Abstract

Red algae (Rhodophyta) belong to the superphylum Archaeplastida, and are a species-rich group exhibiting diverse morphologies. Theory has it that the unicellular red algal ancestor went through a phase of genome contraction caused by adaptation to extreme environments. More recently, the classes Porphyridiophyceae, Bangiophyceae, and Florideophyceae experienced genome expansions, coinciding with an increase in morphological complexity. Transcription-associated proteins (TAPs) regulate transcription, show lineage-specific patterns, and are related to organismal complexity. To better understand red algal TAP complexity and evolution, we investigated the TAP family complement of uni- and multi-cellular red algae. We found that the TAP family complement correlates with gain of morphological complexity in the multicellular Bangiophyceae and Florideophyceae, and that abundance of the C2H2 zinc finger transcription factor family may be associated with the acquisition of morphological complexity. An expansion of heat shock transcription factors (HSF) occurred within the unicellular Cyanidiales, potentially as an adaption to extreme environmental conditions.

Highlights

  • Oxygenic photosynthesis emerged about 2.4 billion years ago in the Cyanobacteria, and formed the basis for global formation of energy-rich substrates and oxygen [1,2]

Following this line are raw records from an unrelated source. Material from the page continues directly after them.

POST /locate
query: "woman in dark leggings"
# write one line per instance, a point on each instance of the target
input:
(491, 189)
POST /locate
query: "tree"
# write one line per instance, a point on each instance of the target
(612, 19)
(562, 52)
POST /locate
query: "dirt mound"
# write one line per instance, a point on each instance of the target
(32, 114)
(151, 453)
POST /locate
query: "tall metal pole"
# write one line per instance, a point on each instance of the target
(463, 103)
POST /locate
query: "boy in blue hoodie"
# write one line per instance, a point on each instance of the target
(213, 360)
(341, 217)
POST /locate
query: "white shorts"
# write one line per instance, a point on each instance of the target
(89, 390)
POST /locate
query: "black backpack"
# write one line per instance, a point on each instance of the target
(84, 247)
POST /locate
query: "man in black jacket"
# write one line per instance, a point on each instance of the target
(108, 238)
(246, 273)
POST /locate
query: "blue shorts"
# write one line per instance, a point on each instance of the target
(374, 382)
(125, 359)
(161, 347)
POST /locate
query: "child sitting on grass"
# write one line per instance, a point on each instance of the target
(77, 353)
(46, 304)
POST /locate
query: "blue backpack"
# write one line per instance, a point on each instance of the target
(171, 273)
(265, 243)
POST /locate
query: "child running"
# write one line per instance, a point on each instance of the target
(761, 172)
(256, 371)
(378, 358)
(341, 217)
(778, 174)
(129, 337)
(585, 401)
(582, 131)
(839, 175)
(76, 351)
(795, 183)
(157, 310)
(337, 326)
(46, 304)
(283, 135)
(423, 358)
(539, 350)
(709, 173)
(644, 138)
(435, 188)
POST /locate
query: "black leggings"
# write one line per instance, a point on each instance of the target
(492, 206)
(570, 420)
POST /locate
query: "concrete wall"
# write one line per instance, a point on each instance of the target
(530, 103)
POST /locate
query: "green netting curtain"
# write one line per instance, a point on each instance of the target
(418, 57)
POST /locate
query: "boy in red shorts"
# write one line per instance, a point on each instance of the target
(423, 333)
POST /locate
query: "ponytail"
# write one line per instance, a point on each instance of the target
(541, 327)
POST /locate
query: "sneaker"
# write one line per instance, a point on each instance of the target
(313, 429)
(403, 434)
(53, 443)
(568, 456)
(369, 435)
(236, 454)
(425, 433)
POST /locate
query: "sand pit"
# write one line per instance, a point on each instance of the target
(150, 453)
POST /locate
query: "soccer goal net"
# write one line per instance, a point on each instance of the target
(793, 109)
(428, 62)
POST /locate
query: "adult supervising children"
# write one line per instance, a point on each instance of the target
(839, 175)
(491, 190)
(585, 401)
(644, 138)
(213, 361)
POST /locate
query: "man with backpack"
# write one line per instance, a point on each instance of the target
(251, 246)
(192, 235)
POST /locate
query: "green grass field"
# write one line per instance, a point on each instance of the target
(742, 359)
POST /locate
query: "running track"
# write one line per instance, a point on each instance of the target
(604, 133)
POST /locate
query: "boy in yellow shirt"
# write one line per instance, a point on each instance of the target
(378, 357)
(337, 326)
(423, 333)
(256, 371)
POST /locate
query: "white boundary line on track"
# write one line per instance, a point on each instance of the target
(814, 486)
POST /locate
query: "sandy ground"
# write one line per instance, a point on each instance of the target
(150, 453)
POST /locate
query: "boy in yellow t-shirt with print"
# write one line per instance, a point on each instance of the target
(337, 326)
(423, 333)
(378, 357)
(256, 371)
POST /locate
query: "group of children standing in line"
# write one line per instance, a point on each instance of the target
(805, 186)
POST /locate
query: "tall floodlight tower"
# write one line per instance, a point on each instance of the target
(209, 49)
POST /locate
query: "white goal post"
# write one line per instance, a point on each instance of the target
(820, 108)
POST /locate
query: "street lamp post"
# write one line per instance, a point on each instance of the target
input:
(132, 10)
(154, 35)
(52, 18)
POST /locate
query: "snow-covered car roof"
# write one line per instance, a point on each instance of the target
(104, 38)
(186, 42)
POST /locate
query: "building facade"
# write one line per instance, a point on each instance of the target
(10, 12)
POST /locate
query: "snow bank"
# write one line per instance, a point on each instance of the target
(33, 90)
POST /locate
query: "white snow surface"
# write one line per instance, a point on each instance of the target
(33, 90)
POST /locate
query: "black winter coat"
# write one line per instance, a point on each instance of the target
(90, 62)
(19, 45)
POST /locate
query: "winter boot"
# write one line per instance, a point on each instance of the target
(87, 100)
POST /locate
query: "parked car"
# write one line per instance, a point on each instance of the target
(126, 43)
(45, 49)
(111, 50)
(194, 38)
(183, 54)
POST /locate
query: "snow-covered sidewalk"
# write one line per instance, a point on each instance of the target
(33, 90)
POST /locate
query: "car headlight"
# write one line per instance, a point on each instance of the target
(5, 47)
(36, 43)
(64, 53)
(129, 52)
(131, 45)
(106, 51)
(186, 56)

  • The evolution of the first complex plastid through primary endosymbiosis occurred during the early emergence of the superphylum Archaeplastida, comprising red algae (Rhodophyta), Glaucophyta, and the “green lineage” (Chloroplastida)—the latter comprising the Chlorophyta and the Streptophyta, which can be further divided into streptophyte algae and land plants (Embryophyta) (Figure 1) [5]

  • During analyses and manual curation of algal genomes, we found that several Transcription-associated proteins (TAPs) family profiles had suboptimal sensitivity, in particular AP2/EREBP, bZIP, bHLH, C2H2, and HMG (Supplementary Table S2)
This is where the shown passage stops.